Selling Security to the CFO
How to make a credible case for spending money on IT security.
October 13, 2003 12:00 PM ETComputerworld -
"Shut it down, now!" The guy issuing this command was my chief information security officer (CISO). The "it" he ordered shut down was our entire Internet infrastructure. That infrastructure was generating more than $2 million of high-profit revenue every day. After a sleepless night he had finally figured out why we were suffering a prolonged denial-of-service attack. Our firewalls should have been flawlessly deflecting this attack, but they weren't. The "bad guys" were on us like flies on a dead dog.
His sudden realization was that the firewalls had been reloaded without any of the most critical defensive rules.
The cause of this attack turned out to be human error, but the event triggered a complete review of our Internet security, followed by a decision to beef up our defenses and outsource much of our security administration and monitoring.
Back in the good old days, security consisted of a few firewalls and some virus protection. The threats have outgrown those simple defenses, and the cost has outgrown the approval level of the CISO and, sometimes, that of the CIO. Fortune 500 companies are finding themselves with security expenditures that require CEO and even board-level approvals. Each one of these companies comes with a beady-eyed chief financial officer demanding a rock-solid business case with a credible return on investment.
So you've got three problems. You've got to determine the appropriate level of security for your company. You've got to build a business case that nontechnical senior executives will understand and support. You've got to show that there's a financial return coming out of the investment. And all this is for a system where, if it's performing perfectly, nothing happens, right?

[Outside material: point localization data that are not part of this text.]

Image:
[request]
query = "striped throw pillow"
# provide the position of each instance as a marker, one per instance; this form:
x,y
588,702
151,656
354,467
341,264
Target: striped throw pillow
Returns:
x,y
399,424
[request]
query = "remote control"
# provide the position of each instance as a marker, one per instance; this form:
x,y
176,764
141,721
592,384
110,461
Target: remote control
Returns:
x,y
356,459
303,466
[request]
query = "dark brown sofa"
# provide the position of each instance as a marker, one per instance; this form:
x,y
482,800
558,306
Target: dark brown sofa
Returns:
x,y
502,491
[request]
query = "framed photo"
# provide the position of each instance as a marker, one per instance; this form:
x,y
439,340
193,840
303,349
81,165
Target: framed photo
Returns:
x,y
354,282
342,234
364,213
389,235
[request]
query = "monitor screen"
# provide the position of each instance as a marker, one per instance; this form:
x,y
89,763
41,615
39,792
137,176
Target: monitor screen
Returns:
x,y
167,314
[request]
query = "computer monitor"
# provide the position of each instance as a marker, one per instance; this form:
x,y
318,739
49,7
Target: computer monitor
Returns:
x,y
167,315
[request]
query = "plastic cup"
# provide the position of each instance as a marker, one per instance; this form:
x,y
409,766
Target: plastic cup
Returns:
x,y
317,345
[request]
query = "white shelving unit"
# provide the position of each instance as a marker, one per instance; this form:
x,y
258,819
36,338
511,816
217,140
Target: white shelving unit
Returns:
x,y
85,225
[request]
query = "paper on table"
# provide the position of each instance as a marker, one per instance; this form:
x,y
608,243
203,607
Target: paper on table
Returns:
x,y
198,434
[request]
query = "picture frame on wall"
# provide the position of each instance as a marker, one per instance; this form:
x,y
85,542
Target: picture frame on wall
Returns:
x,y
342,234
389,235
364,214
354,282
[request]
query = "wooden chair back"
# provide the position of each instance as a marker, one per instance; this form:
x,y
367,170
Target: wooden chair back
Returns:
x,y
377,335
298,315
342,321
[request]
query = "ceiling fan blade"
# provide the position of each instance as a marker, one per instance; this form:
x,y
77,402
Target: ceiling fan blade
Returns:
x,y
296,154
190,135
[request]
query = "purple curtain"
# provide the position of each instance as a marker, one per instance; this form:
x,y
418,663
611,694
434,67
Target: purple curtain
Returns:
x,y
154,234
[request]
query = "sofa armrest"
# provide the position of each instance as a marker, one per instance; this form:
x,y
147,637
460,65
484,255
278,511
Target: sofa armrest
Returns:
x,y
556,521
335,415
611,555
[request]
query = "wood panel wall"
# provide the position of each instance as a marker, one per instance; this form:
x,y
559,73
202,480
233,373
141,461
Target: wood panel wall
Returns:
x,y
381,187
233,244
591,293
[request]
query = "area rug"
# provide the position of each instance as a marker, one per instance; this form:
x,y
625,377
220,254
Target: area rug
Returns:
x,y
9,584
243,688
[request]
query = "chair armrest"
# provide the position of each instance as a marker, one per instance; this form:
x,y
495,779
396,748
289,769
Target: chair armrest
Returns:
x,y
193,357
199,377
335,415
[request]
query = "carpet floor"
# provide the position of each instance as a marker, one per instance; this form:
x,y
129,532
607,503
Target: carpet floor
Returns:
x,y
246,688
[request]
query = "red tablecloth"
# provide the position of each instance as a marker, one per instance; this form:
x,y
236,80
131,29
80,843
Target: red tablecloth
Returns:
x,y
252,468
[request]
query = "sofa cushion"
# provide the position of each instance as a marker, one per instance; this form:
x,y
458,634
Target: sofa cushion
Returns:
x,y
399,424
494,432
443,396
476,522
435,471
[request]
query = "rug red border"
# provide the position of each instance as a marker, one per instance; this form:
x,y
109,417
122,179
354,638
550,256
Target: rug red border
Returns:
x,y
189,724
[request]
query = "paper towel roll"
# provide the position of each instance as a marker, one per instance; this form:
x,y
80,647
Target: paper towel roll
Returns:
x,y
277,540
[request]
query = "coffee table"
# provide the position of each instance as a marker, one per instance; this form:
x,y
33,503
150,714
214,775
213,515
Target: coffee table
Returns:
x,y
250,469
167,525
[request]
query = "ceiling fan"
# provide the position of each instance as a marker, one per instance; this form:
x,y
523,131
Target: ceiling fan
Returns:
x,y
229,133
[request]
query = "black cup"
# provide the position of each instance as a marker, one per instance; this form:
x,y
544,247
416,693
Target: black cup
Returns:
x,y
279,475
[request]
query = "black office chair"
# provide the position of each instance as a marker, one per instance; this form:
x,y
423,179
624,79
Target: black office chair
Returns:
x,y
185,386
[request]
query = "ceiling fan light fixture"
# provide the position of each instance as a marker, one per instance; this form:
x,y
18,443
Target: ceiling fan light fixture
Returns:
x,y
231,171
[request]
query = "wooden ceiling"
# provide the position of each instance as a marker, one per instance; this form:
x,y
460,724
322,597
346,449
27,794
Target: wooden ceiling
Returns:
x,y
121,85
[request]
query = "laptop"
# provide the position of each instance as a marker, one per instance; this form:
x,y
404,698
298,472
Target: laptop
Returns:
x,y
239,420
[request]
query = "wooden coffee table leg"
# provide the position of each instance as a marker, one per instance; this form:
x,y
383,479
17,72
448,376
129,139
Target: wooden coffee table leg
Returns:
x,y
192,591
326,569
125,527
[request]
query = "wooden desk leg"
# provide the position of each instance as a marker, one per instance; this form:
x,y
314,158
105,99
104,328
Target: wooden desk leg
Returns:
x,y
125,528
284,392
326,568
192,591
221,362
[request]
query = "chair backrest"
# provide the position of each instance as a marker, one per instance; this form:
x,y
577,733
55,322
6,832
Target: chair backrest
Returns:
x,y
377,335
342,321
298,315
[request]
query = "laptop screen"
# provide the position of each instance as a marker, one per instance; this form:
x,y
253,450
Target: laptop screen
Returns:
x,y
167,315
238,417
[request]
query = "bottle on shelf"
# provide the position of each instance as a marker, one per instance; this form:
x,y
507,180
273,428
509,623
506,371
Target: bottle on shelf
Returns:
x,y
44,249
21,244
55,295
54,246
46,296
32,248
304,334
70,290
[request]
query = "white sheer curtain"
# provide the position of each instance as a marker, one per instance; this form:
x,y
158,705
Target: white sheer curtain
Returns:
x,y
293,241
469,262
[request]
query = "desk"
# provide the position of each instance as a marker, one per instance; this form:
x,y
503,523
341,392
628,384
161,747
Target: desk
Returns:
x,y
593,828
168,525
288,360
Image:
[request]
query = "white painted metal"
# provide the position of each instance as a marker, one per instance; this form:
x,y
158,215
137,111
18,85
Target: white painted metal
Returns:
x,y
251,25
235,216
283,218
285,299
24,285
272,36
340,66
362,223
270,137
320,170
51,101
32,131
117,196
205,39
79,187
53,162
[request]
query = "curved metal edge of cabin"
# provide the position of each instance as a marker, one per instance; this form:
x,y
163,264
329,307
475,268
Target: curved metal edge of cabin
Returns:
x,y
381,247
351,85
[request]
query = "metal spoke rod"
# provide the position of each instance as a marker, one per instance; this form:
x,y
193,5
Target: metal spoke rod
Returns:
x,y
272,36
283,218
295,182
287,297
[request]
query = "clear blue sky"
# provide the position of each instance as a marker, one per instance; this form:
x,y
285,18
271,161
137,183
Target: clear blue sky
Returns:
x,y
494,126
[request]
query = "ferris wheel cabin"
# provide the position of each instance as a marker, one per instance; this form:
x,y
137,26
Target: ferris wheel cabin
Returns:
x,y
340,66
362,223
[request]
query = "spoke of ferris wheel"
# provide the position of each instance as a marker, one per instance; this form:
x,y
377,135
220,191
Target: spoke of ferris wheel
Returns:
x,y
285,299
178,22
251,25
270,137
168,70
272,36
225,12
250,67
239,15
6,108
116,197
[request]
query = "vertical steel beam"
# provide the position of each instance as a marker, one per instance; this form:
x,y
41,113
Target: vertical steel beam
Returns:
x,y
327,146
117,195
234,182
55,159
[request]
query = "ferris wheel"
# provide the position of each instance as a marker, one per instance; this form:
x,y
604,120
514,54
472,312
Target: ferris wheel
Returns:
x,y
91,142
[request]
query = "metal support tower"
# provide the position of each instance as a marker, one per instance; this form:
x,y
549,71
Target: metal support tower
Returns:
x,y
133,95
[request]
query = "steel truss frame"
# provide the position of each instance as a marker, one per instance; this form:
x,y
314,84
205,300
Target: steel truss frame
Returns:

Take a deep breath. It can be done, and with credibility that even the toughest CFO will buy into.
Step 1: Determine the current and appropriate levels of security. Get a security assessment done by a company with a solid reputation. Be sure to include vulnerability assessments and penetration tests against your key systems. (Key systems are those that move money, customer data, employee data or products.) Don't do this yourself. You probably don't have the expertise, but even if you did, you wouldn't have the credibility you need to sell the business case.
Done right, you'll emerge from the assessment with a very good idea of the state of your IT security vs. where you should be and what you'll need to do to get there. Don't be defensive. Share the results with your CEO and business-unit chiefs. They'll become your allies in the fight to get the business case approved. Make it easy for them to understand the problem and the cure.